Hotel receptions were busier than usual at 5am when the “shelter in place” restrictions put in place by Israel’s home front command were lifted. People were rushing to check out of hotels so that they could leave the city.
I had to stay, as all flights were cancelled – airspace over Israel, Jordan, Iran, Iraq and Syria was shut. El Al removed some of its planes from Ben Gurion airport in Tel Aviv as a precaution, in case the airport was hit.
War’s worst consequence is the severing of connections. There is the temporary separation of people stuck on the wrong side of closed borders, people interned by authorities and people conscripted to do their duty on the battlefield. Then of course there is the separation of death. Recent events will create separations of both kinds.

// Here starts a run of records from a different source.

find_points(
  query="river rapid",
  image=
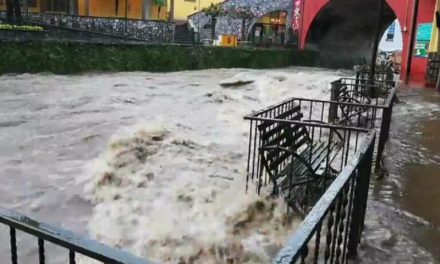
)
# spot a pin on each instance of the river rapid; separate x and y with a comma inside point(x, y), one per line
point(156, 164)
point(153, 163)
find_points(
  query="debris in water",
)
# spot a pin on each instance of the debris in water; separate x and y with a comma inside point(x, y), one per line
point(235, 83)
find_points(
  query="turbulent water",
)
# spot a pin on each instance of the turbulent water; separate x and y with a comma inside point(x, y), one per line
point(153, 163)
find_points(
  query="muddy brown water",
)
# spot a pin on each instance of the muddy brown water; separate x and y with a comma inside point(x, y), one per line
point(403, 218)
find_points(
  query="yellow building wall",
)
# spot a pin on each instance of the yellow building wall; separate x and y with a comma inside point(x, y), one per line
point(184, 8)
point(154, 12)
point(106, 8)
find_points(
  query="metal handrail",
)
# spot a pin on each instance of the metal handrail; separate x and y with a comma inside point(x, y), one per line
point(296, 244)
point(307, 123)
point(63, 238)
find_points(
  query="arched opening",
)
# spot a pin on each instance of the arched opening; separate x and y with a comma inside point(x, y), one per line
point(391, 46)
point(343, 31)
point(270, 29)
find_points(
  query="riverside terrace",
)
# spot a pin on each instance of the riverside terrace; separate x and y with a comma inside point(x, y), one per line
point(333, 194)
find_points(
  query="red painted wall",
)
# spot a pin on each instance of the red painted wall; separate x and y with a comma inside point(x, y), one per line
point(309, 12)
point(404, 13)
point(418, 66)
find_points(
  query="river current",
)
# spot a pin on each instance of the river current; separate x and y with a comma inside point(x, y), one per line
point(155, 163)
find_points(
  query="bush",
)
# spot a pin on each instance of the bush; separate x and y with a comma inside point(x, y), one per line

Walking through Tel Aviv on Friday afternoon there was a veneer of normality. Businesses were open and people were moving around freely. Missile alerts are a fact of life here. They sounded in Tel Aviv on Tuesday as the Houthis fired rockets from Yemen. When the wind blows from the south it is possible to hear explosions from operations in Gaza, 50 miles away. These detonations seem to be largely ignored. The destruction and death they are causing seem a world away from the open air bars and beach-side restaurants.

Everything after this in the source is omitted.